“Düşünmek,

bir yıkıma

hazırlanmaktır.”[1]

Bir zamanlar, Nobel ödüllü yazar Orhan Pamuk, Türkiye’de siyasetten kaçmanın imkânsız olduğunu ve bazen “ağzını kapalı tutmayı” başaramadığı vurgusuyla; “Aslında benim siyasi sorunlarım kitaplarımın birçok dile çevrilmesiyle başladı. Çoğu zaman olmasa da bazen ağzımı nasıl kapatacağımı bilmiyorum. Sinirleniyorsunuz ve sorunun etrafından dönmek yerine gerçekleri anlatmak istiyorsunuz. Türkiye’de sadece güller ve kelebekler üzerine yazan ünlü bir yazar olsanız bile siyasetten uzak durmanız imkânsız,”[2] demişti.

St. Petersburg Devlet Üniversitesi’nin verdiği fahri doktor unvanını kabul ettiği törende, “Günümüzde gazeteler kapatılıyor, siyasi baskı çok yoğun. Susmak istemiyorum. Sorun da birilerinin İslâmlaştırılması değil, birilerinin olmaması. Sorun özgür olamamak” ifadelerini kullanmıştı.[3]
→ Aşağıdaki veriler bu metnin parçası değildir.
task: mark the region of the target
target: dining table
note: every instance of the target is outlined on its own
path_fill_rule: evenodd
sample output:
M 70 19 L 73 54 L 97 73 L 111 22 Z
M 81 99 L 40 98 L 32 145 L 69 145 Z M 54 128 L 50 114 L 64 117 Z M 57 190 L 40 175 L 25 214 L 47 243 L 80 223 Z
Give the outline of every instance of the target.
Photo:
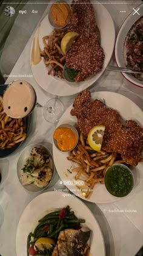
M 105 1 L 103 2 L 104 3 L 102 4 L 107 8 L 114 21 L 116 35 L 122 23 L 133 11 L 133 9 L 136 9 L 139 2 L 142 2 L 139 1 L 136 1 L 136 1 L 126 1 L 124 2 L 124 1 L 110 1 L 110 4 L 106 4 Z M 99 2 L 99 4 L 101 4 Z M 47 14 L 47 10 L 45 9 L 41 21 Z M 35 80 L 32 72 L 30 49 L 33 35 L 38 26 L 39 23 L 7 77 L 5 84 L 8 84 L 19 79 L 27 80 L 34 87 L 37 94 L 38 102 L 44 105 L 48 100 L 55 96 L 50 94 L 41 88 Z M 108 32 L 110 33 L 110 30 Z M 114 53 L 110 65 L 116 65 Z M 47 84 L 48 81 L 47 76 Z M 130 84 L 120 73 L 105 71 L 89 90 L 91 93 L 112 91 L 119 93 L 130 99 L 143 110 L 142 88 Z M 64 110 L 66 110 L 73 104 L 75 95 L 58 98 L 62 102 Z M 125 112 L 125 105 L 124 107 Z M 47 146 L 52 152 L 53 134 L 57 123 L 52 124 L 47 122 L 44 119 L 42 108 L 38 107 L 35 107 L 30 119 L 29 132 L 25 141 L 13 154 L 0 159 L 0 169 L 7 175 L 4 186 L 1 188 L 0 187 L 0 206 L 4 213 L 3 221 L 0 226 L 1 256 L 16 255 L 16 233 L 19 218 L 27 204 L 40 193 L 28 192 L 20 183 L 17 175 L 19 156 L 27 146 L 35 143 Z M 60 184 L 60 178 L 55 171 L 50 187 L 41 193 L 60 191 L 61 189 L 64 190 L 65 187 Z M 95 204 L 83 200 L 84 203 L 94 215 L 101 227 L 107 256 L 134 256 L 142 247 L 142 198 L 143 180 L 141 179 L 136 193 L 131 194 L 127 197 L 106 204 Z M 95 255 L 98 255 L 98 252 L 95 252 Z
‘Kara Kitap’ı yazarken kendisine, “Daha gençsin önce hayatı tanı,” diyenlere kızdığını ama şimdi onlara hak verdiğini söyleyen[4] Orhan Pamuk (OP) bunları dillendirdiğinde yıl 2015’di ve “Özetle, çok mutluyum,”[5] diyordu.

Tam da o günlerde OP, Can Dündar ve Erdem Gül’ün tutuklanmasını eleştirip, “Muhalif gazetecilerin dövüldüğü, hapse atıldığı, haklarında dava üzerine dava açıldığı, tehdit edildiği ve gazetelerine el konduğu bir ülkede iktidar olmaktan da gurur duyabiliyorlar mı diye sormak isterim sayın milletvekillerine,”[6] diye haykırıyordu.
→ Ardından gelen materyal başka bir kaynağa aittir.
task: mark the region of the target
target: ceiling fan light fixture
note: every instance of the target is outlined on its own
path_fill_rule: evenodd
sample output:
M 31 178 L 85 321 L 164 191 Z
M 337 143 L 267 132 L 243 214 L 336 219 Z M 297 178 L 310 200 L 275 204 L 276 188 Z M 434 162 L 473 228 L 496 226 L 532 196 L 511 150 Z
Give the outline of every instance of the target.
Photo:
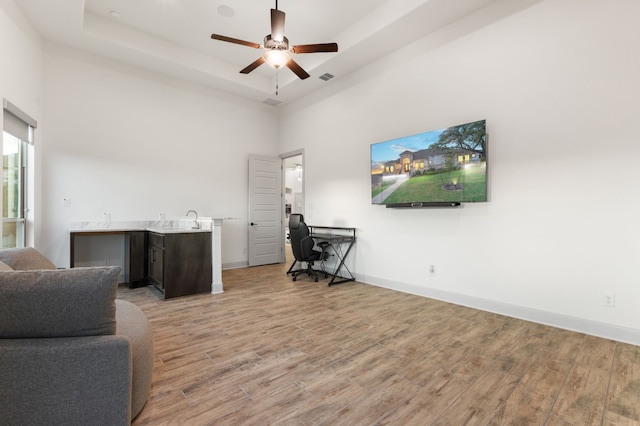
M 289 62 L 289 60 L 291 59 L 291 57 L 289 56 L 289 52 L 282 49 L 266 50 L 263 57 L 265 62 L 275 69 L 286 65 L 287 62 Z

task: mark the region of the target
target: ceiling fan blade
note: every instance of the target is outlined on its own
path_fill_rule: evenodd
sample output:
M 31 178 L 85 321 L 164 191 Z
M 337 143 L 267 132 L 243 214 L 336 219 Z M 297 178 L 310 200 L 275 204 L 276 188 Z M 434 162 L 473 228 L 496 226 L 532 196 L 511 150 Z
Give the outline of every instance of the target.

AFP’ye röportajında, “Otoriter askerler gönderildi, onların yerini otoriter ve İslâmcı hükümet aldı” vurgusuyla, “Türkiye, sadece seçimlerin yapıldığı fakat insan haklarına saygının, ifade özgürlüğünün her gün ihlâl edildiği bir demokrasi,”[7] saptamasının altını çiziyordu.

Yine, ‘La Repubblica’ya açıklamasında, Türkiye’yi yöneten duygunun “korku” olduğunu ve kendisinin de bir içsavaştan korktuğunu dile getirip; Erdoğan’a kızgın olan liberal ve demokratların yanında olduğunu açıklıyordu.[8]

Türkiye’de giderek artan istikrarsızlığı, Erdoğan’ın AKP’sinin 2015 Haziran’ındaki seçimlerde çoğunluğu sağlayamamasıyla ilişkilendirip, “Türkiye için endişeleniyorum çünkü biliyorum ki sonunda Erdoğan ne pahasına olursa olsun tek başına yönetmek istiyor,”[9] diyordu.

AKP’ye eleştiriler yöneltip, “İşte seçimi kazanıyorsun, yüzde 50 aldın, daha ne istiyorsun, daha kimi döveceksin!”[10] “Zaten başkanlık sistemi gibi bir şey yaşıyoruz artık. Cumhurbaşkanı ‘Can Dündar’dan hesabını sorarım’ diyor, hâkimler gereğini yapıyor. Bürokrasi, hukuk sistemi Cumhurbaşkanı’ndan fazlasıyla korkuyor. Sesini çıkaran yok. Bundan başka ne isteniyor, farkında değilim açıkçası,”[11] biçiminde konuşuyordu.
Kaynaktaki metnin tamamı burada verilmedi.